London Mayor Sadiq Khan gave us a taste of the future on June 25th:

London Mayor Sadiq Khan says the capital needs more autonomy to adjust to the new reality of Britain leaving the European Union.

In a speech to business leaders Tuesday, Khan says that more autonomy is needed to protect the economy from the uncertainty ahead. Khan says he isn’t “asking for London to get a bigger slice of the British pie,” only for Londoners to “get more control over the slice of the pie we already get.”

Khan wants the devolution of fiscal responsibility including tax-raising powers, as well as more control over business and skills, housing and planning, transport, health, policing and criminal justice.

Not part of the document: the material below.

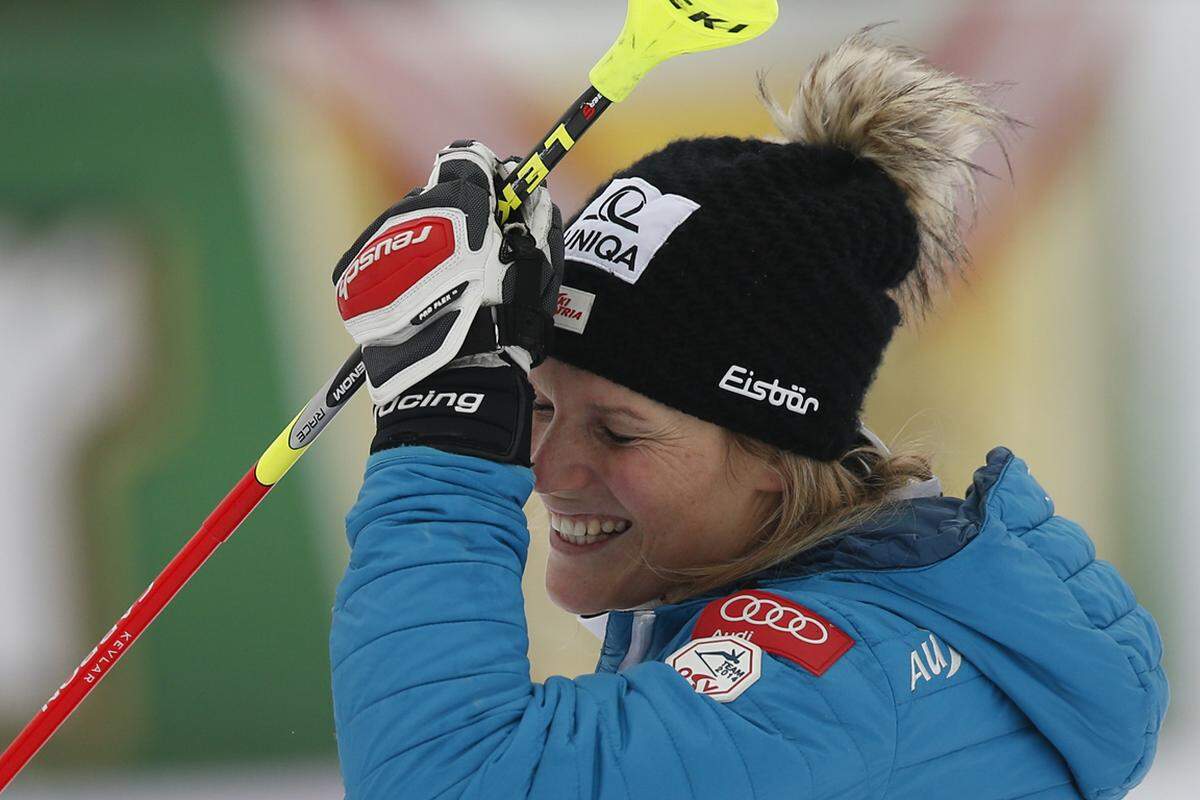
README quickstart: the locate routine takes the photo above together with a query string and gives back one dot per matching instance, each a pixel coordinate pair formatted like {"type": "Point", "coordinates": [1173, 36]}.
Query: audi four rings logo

Though London has some independence, city leaders do not have the same powers as other global cities, such as New York.

Source

There’s been a clear and growing gap between the country and the town since the arrival of William the Conqueror, extending through Jane Austen (“Country manners? I find them charming.”) unto the present, globalized London. While London keeps its view fixed to the ends of the Thames estuary, the country continues to look unto the salty water-bound borders of Fortress Britannia.

More and more the urban profit centers and their outward, urban, inclusive view seems at odds with the nation-state that house them, afford them national defence, and bleed cash out of them. I called this phenomenon Big World / Small World.